Ca. 3.7 x die Fläche Deutschlands

Backpacking in Perú

.. so wird Peru von den Locals genannt.

Hier haben die Inka und andere Völker wahre Wunder in der Architektur vollbracht

Mit etwas Augenzwinkern könnte man  Peru auch als das „Ägypten Südamerikas“ bezeichnen. Über drei Dutzend archäologische Fundstellen und 9 verschiedene UNESCO-Weltkulturstätten machen das geografisch vielseitige Land mit den drei Landschaftszonen Costa (Küste), Sierra (Anden) und Selva (Regenwald) auch kulturhistorisch zu einem der weltweit bedeutendsten Plätze.

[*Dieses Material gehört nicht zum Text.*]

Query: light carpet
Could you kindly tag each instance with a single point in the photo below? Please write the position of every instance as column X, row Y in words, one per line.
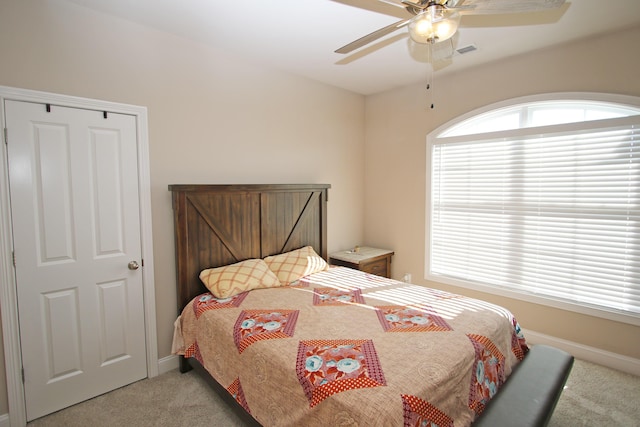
column 594, row 396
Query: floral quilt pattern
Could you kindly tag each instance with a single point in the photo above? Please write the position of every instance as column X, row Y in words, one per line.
column 420, row 413
column 332, row 296
column 327, row 367
column 257, row 325
column 488, row 372
column 207, row 302
column 399, row 318
column 342, row 347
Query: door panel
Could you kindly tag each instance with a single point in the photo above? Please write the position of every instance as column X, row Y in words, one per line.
column 75, row 214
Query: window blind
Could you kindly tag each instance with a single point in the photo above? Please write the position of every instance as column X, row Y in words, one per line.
column 553, row 214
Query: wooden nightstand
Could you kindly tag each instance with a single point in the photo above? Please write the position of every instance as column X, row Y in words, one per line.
column 371, row 260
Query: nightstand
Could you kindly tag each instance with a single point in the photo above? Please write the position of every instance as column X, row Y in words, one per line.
column 371, row 260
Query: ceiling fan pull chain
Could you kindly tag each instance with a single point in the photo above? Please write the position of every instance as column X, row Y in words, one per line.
column 430, row 77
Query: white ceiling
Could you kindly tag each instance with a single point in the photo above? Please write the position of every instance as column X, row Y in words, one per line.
column 300, row 36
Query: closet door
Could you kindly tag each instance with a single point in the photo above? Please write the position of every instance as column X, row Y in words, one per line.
column 77, row 244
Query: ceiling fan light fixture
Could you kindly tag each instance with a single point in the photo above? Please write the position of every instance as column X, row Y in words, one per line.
column 433, row 25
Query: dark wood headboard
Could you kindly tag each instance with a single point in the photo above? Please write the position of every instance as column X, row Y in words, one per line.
column 217, row 225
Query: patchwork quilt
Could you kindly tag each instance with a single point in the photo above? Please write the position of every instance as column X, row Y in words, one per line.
column 343, row 347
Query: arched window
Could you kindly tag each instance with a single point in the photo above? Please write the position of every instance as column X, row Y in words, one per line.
column 539, row 199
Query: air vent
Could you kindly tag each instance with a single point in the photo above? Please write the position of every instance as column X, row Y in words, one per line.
column 466, row 49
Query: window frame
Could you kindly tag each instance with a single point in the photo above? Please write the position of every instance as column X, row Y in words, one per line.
column 434, row 136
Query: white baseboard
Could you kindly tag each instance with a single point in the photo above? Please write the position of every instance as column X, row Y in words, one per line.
column 585, row 352
column 166, row 364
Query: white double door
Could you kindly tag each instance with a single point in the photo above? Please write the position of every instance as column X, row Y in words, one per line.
column 76, row 227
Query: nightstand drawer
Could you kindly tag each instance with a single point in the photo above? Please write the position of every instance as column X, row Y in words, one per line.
column 370, row 260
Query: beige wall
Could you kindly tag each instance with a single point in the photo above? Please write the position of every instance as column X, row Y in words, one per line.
column 213, row 118
column 398, row 121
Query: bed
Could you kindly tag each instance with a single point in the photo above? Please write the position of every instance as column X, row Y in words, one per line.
column 293, row 341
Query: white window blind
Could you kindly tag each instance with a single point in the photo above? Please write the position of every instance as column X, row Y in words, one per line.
column 554, row 214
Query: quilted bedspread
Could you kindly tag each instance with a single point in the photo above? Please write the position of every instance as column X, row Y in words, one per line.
column 342, row 347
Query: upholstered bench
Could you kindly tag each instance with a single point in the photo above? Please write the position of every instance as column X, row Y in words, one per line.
column 530, row 394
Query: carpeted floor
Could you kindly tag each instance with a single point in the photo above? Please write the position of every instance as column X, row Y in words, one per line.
column 594, row 396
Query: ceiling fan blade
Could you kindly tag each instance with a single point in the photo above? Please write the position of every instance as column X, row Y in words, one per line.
column 372, row 37
column 393, row 3
column 488, row 7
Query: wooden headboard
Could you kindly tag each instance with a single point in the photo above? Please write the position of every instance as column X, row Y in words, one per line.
column 217, row 225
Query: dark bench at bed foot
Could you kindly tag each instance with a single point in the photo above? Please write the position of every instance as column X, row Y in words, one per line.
column 530, row 394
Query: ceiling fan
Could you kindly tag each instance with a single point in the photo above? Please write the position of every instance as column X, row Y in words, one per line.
column 433, row 21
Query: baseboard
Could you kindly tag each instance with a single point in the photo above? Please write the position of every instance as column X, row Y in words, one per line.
column 165, row 365
column 585, row 352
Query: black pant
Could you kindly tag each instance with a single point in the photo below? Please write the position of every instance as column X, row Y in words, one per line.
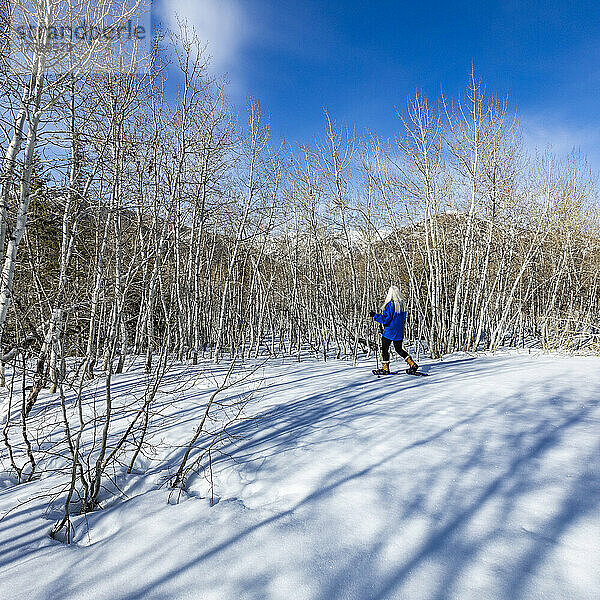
column 385, row 349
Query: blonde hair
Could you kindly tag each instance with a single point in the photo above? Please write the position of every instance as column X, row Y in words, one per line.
column 395, row 295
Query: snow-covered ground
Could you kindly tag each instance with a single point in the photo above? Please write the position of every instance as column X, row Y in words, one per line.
column 481, row 481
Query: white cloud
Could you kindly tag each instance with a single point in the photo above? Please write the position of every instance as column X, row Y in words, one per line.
column 220, row 24
column 547, row 131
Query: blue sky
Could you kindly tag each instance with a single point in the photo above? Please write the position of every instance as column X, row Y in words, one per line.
column 361, row 60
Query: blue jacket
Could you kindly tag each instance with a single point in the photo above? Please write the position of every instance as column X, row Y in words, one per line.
column 393, row 322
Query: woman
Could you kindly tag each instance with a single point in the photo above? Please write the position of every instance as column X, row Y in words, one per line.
column 392, row 318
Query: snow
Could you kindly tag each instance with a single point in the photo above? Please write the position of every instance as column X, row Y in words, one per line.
column 481, row 481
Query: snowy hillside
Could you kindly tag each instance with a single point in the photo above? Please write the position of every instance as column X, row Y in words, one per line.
column 481, row 481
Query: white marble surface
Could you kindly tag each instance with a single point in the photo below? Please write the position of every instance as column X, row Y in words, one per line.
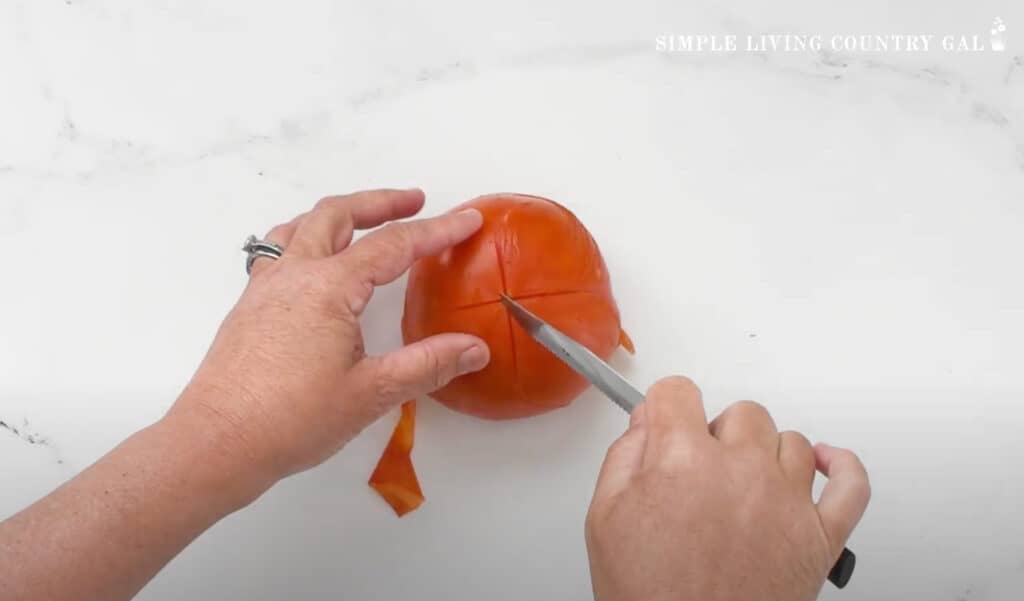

Peru wird dementsprechend schon seit Jahrzehnten vor allem von geschichtlich interessierten Reisenden aufgesucht. Orte wie die riesigen und rätselhaften Scharrbilder (Geoglyphen) in der Wüste bei Nazca und Palpa, die Pyramiden von Caral als älteste bekannte Siedlung Amerikas, die Ruinen der Hauptstadt des Chimú-Reiches Chan Chan bei Trujillo, die Ausgrabungsstätte Chavín de Huántar bei Huaraz, die vielen präkolumbischen Ruinen im Nationalpark Río Abiseo im Departemento San Martín, die Altstadt der peruanischen Kapitale Lima, die alte Silberstadt Cusco und natürlich die weltberühmte Inkastadt Machu Picchu locken jedes Jahr Millionen von Touristen in das Land.

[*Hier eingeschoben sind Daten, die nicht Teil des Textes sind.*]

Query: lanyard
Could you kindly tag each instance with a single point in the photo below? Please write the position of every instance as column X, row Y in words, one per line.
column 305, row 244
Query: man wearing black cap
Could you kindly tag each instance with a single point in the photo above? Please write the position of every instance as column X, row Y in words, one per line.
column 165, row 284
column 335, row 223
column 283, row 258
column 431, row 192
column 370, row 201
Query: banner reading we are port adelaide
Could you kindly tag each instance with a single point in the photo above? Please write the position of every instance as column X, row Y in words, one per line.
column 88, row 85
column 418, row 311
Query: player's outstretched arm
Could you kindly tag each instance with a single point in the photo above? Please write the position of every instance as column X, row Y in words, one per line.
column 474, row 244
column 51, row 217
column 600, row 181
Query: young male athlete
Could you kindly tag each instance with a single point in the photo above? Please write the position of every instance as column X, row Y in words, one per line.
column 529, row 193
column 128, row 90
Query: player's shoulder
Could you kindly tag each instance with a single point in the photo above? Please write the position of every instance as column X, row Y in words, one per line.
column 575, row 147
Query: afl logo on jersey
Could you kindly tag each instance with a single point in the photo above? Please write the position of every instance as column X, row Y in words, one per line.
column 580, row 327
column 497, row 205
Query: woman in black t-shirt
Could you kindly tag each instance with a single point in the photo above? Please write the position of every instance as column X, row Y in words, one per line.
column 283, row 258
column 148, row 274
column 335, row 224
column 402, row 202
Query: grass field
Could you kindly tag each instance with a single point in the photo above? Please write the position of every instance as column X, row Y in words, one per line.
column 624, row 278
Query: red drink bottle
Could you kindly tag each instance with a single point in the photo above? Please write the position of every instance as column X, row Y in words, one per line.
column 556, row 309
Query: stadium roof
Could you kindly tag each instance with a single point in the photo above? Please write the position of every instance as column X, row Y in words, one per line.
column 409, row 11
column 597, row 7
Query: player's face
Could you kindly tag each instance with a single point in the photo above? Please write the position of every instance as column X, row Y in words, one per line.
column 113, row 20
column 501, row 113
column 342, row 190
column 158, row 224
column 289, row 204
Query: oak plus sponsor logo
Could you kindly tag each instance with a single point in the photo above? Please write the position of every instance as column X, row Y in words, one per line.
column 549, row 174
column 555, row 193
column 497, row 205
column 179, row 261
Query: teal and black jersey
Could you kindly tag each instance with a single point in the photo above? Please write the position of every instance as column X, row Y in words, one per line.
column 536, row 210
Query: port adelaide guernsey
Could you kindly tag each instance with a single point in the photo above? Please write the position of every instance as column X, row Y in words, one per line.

Peru floriert touristisch in den letzten Jahren, der Süden ist schön, aber oft sehr voll

Alleine zwischen 2002 und 2014 hat sich deren Anzahl von etwas über einer Million auf 3,6 Millionen mehr als verdreifacht, nach Fischerei und Bergbau ist der Fremdenverkehr mit 7 % Anteil am Bruttosozialprodukt und 11 % der Arbeitsplätze der wichtigste und sich am schnellsten entwickelnde Wirtschaftszweig, Wachstumsraten von durchschnittlich 25 % in jedem der letzten 5 Jahre wurden nirgendwo sonst in Südamerika erreicht.

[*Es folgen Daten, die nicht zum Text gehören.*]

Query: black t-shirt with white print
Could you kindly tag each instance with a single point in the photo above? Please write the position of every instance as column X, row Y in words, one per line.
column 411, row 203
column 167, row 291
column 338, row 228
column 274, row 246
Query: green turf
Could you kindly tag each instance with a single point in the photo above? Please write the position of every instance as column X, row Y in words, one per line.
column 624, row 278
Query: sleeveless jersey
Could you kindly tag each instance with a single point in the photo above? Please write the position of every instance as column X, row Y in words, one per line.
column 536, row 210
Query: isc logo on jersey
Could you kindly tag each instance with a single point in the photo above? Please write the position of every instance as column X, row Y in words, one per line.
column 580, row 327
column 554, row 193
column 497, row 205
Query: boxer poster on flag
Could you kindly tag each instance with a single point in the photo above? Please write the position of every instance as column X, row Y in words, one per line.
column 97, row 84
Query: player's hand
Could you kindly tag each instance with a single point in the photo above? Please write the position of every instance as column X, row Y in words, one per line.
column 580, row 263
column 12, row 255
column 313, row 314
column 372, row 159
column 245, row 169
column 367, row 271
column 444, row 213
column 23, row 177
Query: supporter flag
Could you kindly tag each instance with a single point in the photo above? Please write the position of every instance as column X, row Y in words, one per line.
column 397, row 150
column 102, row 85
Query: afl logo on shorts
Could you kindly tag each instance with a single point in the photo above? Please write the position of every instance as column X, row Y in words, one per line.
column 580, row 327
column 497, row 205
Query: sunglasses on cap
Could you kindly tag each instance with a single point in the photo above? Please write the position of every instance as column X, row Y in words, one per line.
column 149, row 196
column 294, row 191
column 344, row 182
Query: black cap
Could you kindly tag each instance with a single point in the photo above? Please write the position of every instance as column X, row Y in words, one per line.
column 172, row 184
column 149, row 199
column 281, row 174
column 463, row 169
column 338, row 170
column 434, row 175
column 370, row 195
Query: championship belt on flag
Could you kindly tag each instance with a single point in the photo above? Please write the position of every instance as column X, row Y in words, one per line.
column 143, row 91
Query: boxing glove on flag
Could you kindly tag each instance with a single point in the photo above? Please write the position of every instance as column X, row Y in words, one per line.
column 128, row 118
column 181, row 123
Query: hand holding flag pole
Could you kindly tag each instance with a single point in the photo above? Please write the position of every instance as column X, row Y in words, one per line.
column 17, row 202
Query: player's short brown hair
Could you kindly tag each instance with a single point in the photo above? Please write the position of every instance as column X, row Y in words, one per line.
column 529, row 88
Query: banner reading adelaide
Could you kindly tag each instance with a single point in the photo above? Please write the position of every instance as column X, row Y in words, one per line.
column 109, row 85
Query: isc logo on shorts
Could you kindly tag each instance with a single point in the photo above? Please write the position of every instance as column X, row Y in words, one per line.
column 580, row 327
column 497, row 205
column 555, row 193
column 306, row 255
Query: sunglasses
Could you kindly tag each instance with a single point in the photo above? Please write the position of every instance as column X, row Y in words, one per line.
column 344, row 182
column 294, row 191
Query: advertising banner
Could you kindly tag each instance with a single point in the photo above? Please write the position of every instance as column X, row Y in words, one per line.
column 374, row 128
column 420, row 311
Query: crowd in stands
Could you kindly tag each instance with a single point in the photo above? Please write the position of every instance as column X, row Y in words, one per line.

2014 wurde Peru wegen seiner vielen kulturellen und gastronomischen Angebote sogar mit den begehrten Tourismuspreis „World Travel Awards“ ausgezeichnet. Außer bei seinen Nachbarn Chile, Ecuador, Kolumbien und Brasilien ist Peru vor allem auch als günstiges und gut zu erreichendes Reiseland unter den jährlich ca. 500 bis 600.000 US-amerikanischen Backpackern beliebt, aus Deutschland zieht es pro Jahr etwa 50.000 Gäste in und an die Anden.

Eine gern und oft gewählte Route für Rundreisen durch Peru verläuft durch den Süden und die Städte Arequipa, Ayacucho, Chivay, Cuzco, Ica, Nazca, Paracas, Puno und Puerto Maldonado, für den sog. „Gringo-Trail“ solltest Du mindestens zwei, besser noch drei Wochen kalkulieren.

Fantastische Wanderstrecken im Hochgebirge, danach Stärkung mit „Inkareis“

Weniger bekannt, aber ebenso interessant sind der weniger überlaufene Norden und Nordosten, eine populäre Region für Berg- und Klettertouren ist das Gebirgstal Callejón de Huaylas in der Region Ancash.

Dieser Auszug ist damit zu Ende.